And another thing ... seniors have right idea about East Lake crime

Let's hear it for the girls!

Chalk one up for the senior ladies of East Lake. With the fury of Peter Finch's character Howard Beale in the movie "Network," who famously said "I'm mad as h---, and I'm not going to take this anymore," several East Lake Courts residents say they are tired of crime in their neighborhood. They told Times Free Press reporter Yolanda Putman they're going to call police when they see illegal activity, and they're not worried about retaliation. "We don't want to live like people who have to duck and dodge bullets," said Jesse Lawrence, a former president of the residents' neighborhood association.

If some of their younger neighbors would do the same thing, crime in the area would take a nosedive. Too often in the past, when shootings and other assaults were committed in the area, people on the scene say they never saw a thing. Or, if they admit they saw something, when the case gets to court, they conveniently forget what they saw or deny they ever saw it. The residents' commitment not to ignore crime must become widespread -- and become the gospel in all parts of the city, especially higher crime areas like East Lake, if the city's recently adopted Violence Reduction Initiative under Mayor Andy Berke is to work.

United Way breaks $12 million ceiling

Kudos to the United Way of Greater Chattanooga, which raised a record $12 million during its 2013 community fundraising campaign. The organization is a sound place to put donor dollars, with the knowledge that all campaign contributions will stay locally and be used in areas that will improve literacy skills, increase family stability and help fund programs at 39 agencies. And all campaign dollars go directly into funding because the organization's endowment covers the campaign's administrative and fundraising costs.

The local United Way, in hitting its fundraising goal for 92 consecutive years, finally surpassed the $12 ceiling it had been seeking to hit for nearly a decade. The organization raised $11.9 million or more for three of the last six years but hadn't broken through. It first hit $10 million in 1990, then $11 million in 1998.

Dam funding still alive?

Although the executive director of the Tennessee River Valley Association said Wednesday funding to maintain or replace the Chickamauga Lock "doesn't look good for this year or next," a spokesman for U.S. Rep. Chuck Fleischmann, R.-Tenn., said the available $81.5 million through the current fiscal year's omnibus budget hasn't been allocated for inland waterways projects by the Army Corps of Engineers, so there's still a chance some work on the lock could be funded. "We've encouraged them to spend the money in a proper manner," said Tyler Threadgill, a spokesman for Rep. Fleischmann. Yet, the Chickamauga Dam is still behind a couple of projects in funding, including the Olmsted Lock and dam in Kentucky and a dam project on the Lower Monongahela River in Pennsylvania.

Fleischmann, to his credit, has been a leader in trying to transform the way in which funds are distributed, pushing for the Water Resources Development Act currently in a Congressional conference committee to keep the inland waterways projects funding formula the way it is this year instead of reverting to a previous formula.
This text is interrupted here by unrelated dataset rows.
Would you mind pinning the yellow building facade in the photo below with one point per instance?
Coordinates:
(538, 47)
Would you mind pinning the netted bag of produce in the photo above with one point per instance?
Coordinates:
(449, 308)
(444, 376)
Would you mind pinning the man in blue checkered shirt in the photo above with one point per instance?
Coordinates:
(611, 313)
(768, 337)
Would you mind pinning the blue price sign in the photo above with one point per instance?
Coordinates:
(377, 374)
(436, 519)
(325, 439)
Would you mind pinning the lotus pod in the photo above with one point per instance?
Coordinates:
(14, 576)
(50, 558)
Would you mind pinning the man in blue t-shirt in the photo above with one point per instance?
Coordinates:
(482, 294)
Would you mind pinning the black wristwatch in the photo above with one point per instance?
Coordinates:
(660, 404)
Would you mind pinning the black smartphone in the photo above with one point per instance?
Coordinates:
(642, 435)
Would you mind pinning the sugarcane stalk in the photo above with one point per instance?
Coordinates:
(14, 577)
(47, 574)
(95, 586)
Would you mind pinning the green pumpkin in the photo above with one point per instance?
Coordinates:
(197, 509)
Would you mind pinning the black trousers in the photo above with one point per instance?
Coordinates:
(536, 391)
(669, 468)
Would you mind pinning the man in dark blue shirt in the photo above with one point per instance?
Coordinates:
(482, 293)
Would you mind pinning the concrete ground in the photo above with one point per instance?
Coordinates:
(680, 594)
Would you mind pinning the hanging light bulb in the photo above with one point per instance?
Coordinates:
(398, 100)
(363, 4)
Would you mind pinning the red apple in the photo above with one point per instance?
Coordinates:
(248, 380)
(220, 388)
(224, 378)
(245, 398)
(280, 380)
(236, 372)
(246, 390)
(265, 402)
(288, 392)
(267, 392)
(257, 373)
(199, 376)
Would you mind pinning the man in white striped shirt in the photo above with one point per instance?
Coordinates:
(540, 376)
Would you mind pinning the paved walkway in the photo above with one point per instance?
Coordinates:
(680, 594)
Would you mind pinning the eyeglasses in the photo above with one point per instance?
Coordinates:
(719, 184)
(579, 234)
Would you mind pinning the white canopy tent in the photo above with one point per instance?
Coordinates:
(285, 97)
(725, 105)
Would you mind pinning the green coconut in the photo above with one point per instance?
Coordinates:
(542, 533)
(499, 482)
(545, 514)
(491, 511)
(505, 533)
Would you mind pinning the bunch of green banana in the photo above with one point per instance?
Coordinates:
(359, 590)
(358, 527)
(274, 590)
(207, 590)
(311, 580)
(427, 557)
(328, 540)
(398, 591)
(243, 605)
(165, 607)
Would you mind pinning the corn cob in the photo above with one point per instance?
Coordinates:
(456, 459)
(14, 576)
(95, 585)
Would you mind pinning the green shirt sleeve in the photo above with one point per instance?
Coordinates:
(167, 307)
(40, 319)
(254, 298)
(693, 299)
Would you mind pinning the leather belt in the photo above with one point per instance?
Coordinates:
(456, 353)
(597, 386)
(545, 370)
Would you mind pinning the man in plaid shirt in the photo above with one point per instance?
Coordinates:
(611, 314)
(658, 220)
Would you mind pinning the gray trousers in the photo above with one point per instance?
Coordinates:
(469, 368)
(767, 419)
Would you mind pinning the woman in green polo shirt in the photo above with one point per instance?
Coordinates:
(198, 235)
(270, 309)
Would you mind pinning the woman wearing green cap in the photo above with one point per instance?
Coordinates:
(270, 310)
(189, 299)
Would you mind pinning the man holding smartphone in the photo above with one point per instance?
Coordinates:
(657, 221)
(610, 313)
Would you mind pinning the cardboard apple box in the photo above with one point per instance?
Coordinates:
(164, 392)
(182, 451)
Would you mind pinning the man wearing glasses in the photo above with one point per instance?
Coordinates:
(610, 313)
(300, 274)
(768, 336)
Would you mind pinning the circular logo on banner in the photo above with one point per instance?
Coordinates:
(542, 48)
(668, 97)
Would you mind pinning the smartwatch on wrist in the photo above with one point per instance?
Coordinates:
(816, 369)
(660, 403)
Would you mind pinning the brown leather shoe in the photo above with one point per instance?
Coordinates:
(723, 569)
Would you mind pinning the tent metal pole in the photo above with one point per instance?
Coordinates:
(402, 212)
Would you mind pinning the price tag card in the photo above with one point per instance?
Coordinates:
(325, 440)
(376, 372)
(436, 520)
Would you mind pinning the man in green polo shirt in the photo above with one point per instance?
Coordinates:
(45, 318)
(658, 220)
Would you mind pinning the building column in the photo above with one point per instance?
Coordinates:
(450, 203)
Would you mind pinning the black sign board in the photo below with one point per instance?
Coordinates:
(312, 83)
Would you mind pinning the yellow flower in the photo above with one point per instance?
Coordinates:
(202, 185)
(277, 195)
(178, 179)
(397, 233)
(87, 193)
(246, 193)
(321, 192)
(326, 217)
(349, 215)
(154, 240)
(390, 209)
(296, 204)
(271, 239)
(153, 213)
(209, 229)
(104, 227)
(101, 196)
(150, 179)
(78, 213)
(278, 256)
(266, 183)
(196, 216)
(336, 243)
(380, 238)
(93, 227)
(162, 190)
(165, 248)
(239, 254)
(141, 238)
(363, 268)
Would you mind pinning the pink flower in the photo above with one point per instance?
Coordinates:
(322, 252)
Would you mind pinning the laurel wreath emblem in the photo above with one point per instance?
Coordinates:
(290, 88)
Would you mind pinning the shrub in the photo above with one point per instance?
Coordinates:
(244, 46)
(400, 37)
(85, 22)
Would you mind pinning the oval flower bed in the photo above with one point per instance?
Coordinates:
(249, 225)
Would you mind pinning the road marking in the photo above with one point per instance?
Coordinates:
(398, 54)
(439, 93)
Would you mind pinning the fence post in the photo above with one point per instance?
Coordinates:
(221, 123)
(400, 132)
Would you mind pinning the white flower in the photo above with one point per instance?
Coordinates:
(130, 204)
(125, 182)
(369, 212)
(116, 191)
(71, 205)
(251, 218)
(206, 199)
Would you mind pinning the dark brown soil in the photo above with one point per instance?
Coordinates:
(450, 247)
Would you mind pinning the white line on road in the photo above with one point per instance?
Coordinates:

Because of the formula in this year's budget, the $81.5 millionwas freed up for other dam projects instead of all going to Olmsted.

Chung's 'Dirty' advice

Connie Chung's recent advice to women at the Chattanooga Women's Leadership Institute's ninth annual Impact Dinner to tell a dirty joke, catch men off guard and brag on themselves was probably not as literal as it sounded, managing director Lesley Berryhill said Thursday. While she said the former network anchor was "brash" and "outspoken" in her remarks to the group of 750, that was just the way she handled her rise in the bruising, then male-dominated world of broadcast television. "What I took from it," Berryhill said, "is sometimes you just have to roll with it, to go with the flow, not to take offense" every time something untoward is said. Indeed, while neither sexual nor other kinds of harassment should be tolerated, we could use a little push-back from our oversensitive, easily offended culture.

Berryhill said Chung was stand-up-comedian funny, poking fun at her husband, Maury Povich, who was present, and alluding to her own "potty mouth." However, she said, referring to the former newswoman's advice about telling dirty jokes, "That's not me. I'm not going to do that. I think she was just saying you don't have to make everything sexual harassment."